The five tribes of machine learning
Machine learning can be further classified in a variety of ways. One of our favorite classifications is the one provided by Pedro Domingos in his book The Master Algorithm. In his book, he classifies machine learning by the field of science that sprouted the ideas. For example, genetic algorithms sprouted from Biology concepts. Here are the full classifications, the name Domingos uses for the tribes, and the dominant algorithms used by each tribe, along with noteworthy proponents:
Logic and Philosophy
Symbolists – Symbolists use the concept of induction or inverse deduction as their main tool. When using induction, instead of starting with a premise and looking for conclusions, inverse deduction starts with a set of premises and conclusions and works backwards to fill in the missing pieces.
An example of deduction:
An example of induction:
Socrates is human + ?? = Socrates is mortal (Humans are mortal?)
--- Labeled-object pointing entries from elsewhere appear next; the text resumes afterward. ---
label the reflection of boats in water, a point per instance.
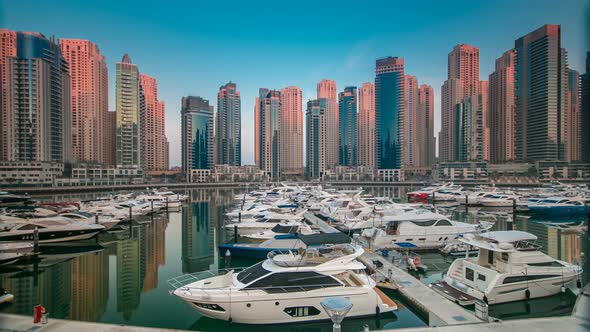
(387, 320)
(556, 305)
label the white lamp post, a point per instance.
(336, 307)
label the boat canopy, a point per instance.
(324, 238)
(509, 236)
(499, 241)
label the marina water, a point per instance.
(120, 277)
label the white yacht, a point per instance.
(288, 288)
(266, 222)
(55, 229)
(420, 229)
(107, 221)
(508, 268)
(279, 229)
(499, 200)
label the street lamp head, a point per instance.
(336, 307)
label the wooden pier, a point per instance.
(438, 310)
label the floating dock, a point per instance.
(322, 225)
(438, 310)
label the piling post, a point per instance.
(36, 240)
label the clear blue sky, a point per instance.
(194, 47)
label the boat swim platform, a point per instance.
(434, 307)
(321, 224)
(12, 322)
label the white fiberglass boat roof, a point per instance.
(509, 236)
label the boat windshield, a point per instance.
(252, 273)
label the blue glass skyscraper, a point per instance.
(347, 109)
(389, 107)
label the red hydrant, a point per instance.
(38, 313)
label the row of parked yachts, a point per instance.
(303, 263)
(24, 222)
(555, 199)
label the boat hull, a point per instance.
(283, 308)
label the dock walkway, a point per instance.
(322, 225)
(437, 309)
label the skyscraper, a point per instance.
(326, 89)
(270, 133)
(129, 102)
(574, 104)
(412, 123)
(540, 90)
(228, 131)
(35, 114)
(89, 98)
(427, 150)
(501, 109)
(347, 130)
(316, 149)
(462, 82)
(366, 125)
(153, 141)
(197, 134)
(389, 112)
(7, 50)
(586, 111)
(257, 132)
(110, 134)
(292, 130)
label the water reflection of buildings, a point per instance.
(138, 260)
(73, 289)
(198, 233)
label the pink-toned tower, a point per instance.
(7, 49)
(291, 130)
(485, 116)
(152, 122)
(366, 125)
(412, 125)
(462, 82)
(427, 141)
(89, 98)
(501, 110)
(257, 132)
(326, 89)
(110, 134)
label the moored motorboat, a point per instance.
(508, 268)
(288, 288)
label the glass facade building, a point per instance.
(347, 112)
(389, 108)
(197, 134)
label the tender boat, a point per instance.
(288, 288)
(283, 243)
(508, 268)
(557, 206)
(280, 229)
(420, 229)
(56, 229)
(11, 252)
Connectionists – Connectionists use the brain, or at least our very crude understanding of the brain, as their primary tool – mainly neural networks. Neural networks are a type of algorithm, modeled loosely after the brain, which are designed to recognize patterns. They can recognize numerical patterns contained in vectors. In order to use them, all inputs, be they images, sound, text, or time series need to be translated into these numerical vectors. It is hard to open a magazine or a news site and not read about examples of "deep learning." Deep learning is a specialized type of a neural network.
Evolutionaries – Evolutionaries focus on using the concepts of evolution, natural selection, genomes, and DNA mutation and applying them to data processing. Evolutionary algorithms will constantly mutate, evolve, and adapt to unknown conditions and processes.
Bayesians – Bayesians focus on handling uncertainty using probabilistic inference. Vision learning and spam filtering are some of the problems tackled by the Bayesian approach. Typically, Bayesian models will take a hypothesis and apply a type of "a priori" reasoning, assuming that some outcomes will be more likely. They then update a hypothesis as they see more data.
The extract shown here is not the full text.